I've implemented this feature for my personal projects as described in my Stack overflow question here and Spark has an even better system described here.
Feature Description
A simple way of implementing this would simply add a __class_getitem__
method to the current DataFrame class as described in Pep 506 which would look something like this:
from typing import List
Columns = type(List[str])
class DataFrame(NDFrame, OpsMixin):
__class_getitem__ = classmethod(Columns)
This could be used as such:
def foo(df: pd.DataFrame[["x", "y"]]) -> pd.DataFrame[["x", "y", "xy"]]:
df["xy"] = df["x"] * df["y"]
return df
Alternative Solutions
Alternatively one could add a column and columns type like this:
from typing import Dict
from pandas._typing import Dtype
Columns = type(Dict[str, Dtype])
class DataFrame(NDFrame, OpsMixin):
__class_getitem__ = classmethod(Columns)
and use it as such:
def foo(df: pd.DataFrame['x': pd.Float64Dtype, 'y': pd.Float64Dtype]) -> pd.DataFrame['x': pd.Float64Dtype, 'y': pd.Float64Dtype, 'xy': pd.Float64Dtype]:
x = df["x"]
y = df["y"]
df["xy"] = x * y
return df
Additional Context
No response
Comment From: MarcoGorelli
thanks for the suggestion - pinging @Dr-Irv @bashtage @twoertwein for thoughts on this one
Comment From: twoertwein
As far as I understand, this approach is "only" helping with documentation but cannot be enforced with static type checkers? It would be interesting to understand the motivation why spark made that move. Assuming it cannot be understood/enforced by type checkers, it sounds much simpler to me to use the doc-string.
Comment From: JoaoAreias
@twoertwein If I'm not mistaken Spark needs the schema to run the computations, and, will run the computation with some top rows to infer the schema. They mention in their documentation that this can be expensive, and avoided if using type-hints:
However, this is potentially expensive. If there are several expensive operations such as a shuffle in the upstream of the execution plan, pandas API on Spark will end up with executing the Spark job twice, once for schema inference, and once for processing actual data with the schema.
Comment From: twoertwein
So these aren't strictly type annotations but more meta-data to speed up the runtime behavior. I'm not familiar with whether pandas could be faster having such annotations (I assume not).

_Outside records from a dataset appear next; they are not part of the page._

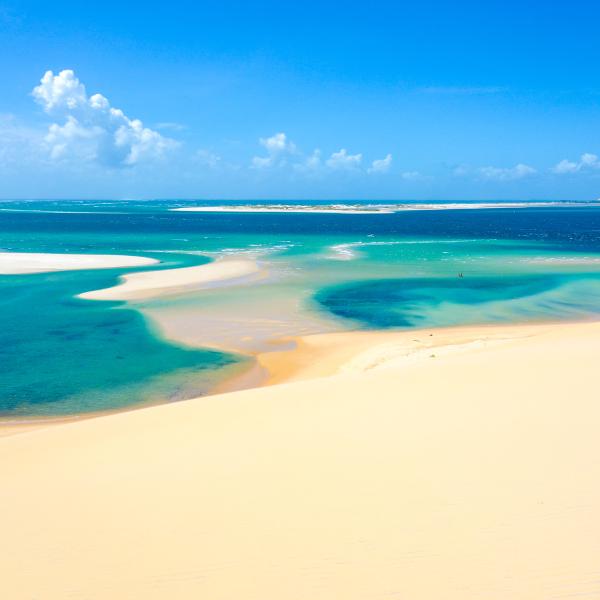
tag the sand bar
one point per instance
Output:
(151, 284)
(462, 475)
(16, 263)
(353, 209)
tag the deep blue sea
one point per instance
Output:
(60, 354)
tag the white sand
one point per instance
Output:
(376, 208)
(469, 475)
(13, 263)
(150, 284)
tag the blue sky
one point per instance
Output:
(389, 100)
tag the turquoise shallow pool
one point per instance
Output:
(64, 355)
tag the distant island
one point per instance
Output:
(375, 208)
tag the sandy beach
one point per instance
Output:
(375, 208)
(151, 284)
(14, 263)
(460, 465)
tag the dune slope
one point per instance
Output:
(464, 476)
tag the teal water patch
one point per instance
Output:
(63, 355)
(438, 302)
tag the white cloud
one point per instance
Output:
(381, 165)
(586, 161)
(208, 159)
(507, 174)
(310, 164)
(278, 147)
(411, 175)
(278, 143)
(93, 130)
(343, 160)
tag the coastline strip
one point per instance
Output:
(476, 466)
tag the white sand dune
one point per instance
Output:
(150, 284)
(13, 263)
(468, 471)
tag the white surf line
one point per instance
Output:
(377, 208)
(19, 263)
(151, 284)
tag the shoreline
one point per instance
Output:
(323, 355)
(382, 208)
(23, 263)
(358, 477)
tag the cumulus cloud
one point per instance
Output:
(278, 147)
(381, 165)
(411, 175)
(344, 161)
(208, 159)
(507, 174)
(586, 161)
(92, 129)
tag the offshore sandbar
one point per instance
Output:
(152, 284)
(375, 208)
(474, 464)
(17, 263)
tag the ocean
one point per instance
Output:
(62, 355)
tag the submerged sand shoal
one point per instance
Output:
(461, 470)
(151, 284)
(15, 263)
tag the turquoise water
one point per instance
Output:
(64, 355)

If you have suggestions for type annotations that are understood by mypy/pyright, please open an issue at pandas-stubs. Reflecting the name and type of columns through type annotations would be great - but I'm honestly not sure whether that is feasible.
Comment From: Dr-Irv
Not sure if we should support this. I think that pandera https://github.com/unionai-oss/pandera provides this kind of capability. @JoaoAreias can you evaluate whether pandera would do the job for you?

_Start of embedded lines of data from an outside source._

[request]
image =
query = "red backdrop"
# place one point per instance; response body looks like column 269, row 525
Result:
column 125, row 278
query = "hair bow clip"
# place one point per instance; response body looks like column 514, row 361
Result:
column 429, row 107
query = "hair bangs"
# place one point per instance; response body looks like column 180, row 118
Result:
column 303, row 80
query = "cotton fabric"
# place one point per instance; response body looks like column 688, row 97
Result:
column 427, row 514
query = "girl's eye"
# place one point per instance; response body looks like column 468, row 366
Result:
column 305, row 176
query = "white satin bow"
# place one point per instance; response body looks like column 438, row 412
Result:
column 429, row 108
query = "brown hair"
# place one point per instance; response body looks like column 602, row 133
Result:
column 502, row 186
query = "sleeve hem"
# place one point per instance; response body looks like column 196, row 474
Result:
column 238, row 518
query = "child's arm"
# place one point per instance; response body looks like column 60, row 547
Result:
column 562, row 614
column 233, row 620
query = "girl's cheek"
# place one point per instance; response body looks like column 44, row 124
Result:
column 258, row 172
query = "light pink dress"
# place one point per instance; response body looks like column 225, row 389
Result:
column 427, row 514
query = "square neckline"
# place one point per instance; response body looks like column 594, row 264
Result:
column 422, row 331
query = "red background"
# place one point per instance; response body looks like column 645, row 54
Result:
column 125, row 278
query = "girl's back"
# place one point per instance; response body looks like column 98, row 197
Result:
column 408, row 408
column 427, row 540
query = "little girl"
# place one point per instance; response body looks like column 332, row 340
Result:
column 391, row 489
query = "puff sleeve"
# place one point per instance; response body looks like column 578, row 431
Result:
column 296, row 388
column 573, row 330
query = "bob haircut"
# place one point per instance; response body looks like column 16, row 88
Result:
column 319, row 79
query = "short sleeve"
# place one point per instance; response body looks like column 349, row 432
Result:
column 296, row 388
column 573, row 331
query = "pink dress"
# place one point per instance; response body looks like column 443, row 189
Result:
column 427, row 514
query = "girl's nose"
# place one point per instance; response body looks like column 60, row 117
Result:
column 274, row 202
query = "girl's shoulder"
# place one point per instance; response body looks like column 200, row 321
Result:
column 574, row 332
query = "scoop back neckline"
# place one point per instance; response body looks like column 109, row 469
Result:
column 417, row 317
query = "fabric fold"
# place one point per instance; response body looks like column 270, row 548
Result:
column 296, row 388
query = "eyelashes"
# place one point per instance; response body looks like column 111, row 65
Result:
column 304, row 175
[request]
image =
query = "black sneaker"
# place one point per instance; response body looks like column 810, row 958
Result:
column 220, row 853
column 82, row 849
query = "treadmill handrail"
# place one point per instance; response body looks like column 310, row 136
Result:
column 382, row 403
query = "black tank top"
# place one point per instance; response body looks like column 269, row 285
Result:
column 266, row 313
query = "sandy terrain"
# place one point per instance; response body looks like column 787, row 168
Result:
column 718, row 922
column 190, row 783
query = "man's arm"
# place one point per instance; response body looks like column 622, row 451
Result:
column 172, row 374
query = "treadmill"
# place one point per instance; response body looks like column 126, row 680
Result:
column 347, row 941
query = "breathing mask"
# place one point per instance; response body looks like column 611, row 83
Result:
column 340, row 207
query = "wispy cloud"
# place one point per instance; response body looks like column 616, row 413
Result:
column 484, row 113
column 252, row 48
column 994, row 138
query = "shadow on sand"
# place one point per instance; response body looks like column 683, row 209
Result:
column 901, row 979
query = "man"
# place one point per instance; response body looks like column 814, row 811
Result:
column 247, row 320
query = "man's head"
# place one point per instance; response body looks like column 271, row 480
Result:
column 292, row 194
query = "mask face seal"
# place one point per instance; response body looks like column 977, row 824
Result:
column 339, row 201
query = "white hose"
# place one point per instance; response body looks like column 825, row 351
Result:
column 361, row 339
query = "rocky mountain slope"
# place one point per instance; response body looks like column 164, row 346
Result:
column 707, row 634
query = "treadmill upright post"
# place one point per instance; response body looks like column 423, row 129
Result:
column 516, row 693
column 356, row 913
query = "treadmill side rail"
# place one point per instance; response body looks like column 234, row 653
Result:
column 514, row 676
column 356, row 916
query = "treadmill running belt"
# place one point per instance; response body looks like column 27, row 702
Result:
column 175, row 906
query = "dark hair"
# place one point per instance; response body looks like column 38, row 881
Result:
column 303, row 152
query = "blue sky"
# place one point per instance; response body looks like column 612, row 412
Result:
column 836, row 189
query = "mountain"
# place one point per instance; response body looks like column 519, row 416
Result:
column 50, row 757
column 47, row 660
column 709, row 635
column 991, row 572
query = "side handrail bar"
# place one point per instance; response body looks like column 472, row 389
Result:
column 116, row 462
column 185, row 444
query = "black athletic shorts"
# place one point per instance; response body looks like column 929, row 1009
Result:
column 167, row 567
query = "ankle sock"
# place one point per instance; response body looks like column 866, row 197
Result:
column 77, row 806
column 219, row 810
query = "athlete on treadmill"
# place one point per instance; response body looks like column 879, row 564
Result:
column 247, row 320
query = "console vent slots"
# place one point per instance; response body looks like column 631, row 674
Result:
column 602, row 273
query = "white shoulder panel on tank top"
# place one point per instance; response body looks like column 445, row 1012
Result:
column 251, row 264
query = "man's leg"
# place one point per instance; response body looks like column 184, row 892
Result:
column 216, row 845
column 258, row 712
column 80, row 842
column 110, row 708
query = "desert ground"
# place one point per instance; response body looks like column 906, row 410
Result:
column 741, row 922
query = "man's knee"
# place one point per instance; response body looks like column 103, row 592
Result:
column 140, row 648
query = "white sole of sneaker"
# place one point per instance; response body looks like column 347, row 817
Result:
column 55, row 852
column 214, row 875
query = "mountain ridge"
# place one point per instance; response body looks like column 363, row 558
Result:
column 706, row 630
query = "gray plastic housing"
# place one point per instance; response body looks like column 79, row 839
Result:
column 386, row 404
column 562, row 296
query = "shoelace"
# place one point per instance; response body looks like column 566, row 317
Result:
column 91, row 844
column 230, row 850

One issue with the proposal here is that it needs to work for all kinds of column names - not just str
but any Hashable
(ints, tuples, enums, multilevel indexes, etc.)
Comment From: JoaoAreias
Hi @Dr-Irv sorry for the delayed response, I didn't know Pandera before this conversation so I wanted to give it a read beforehand, and life got in the way of me doing that. Seems like Pandera solves my problems, thank you!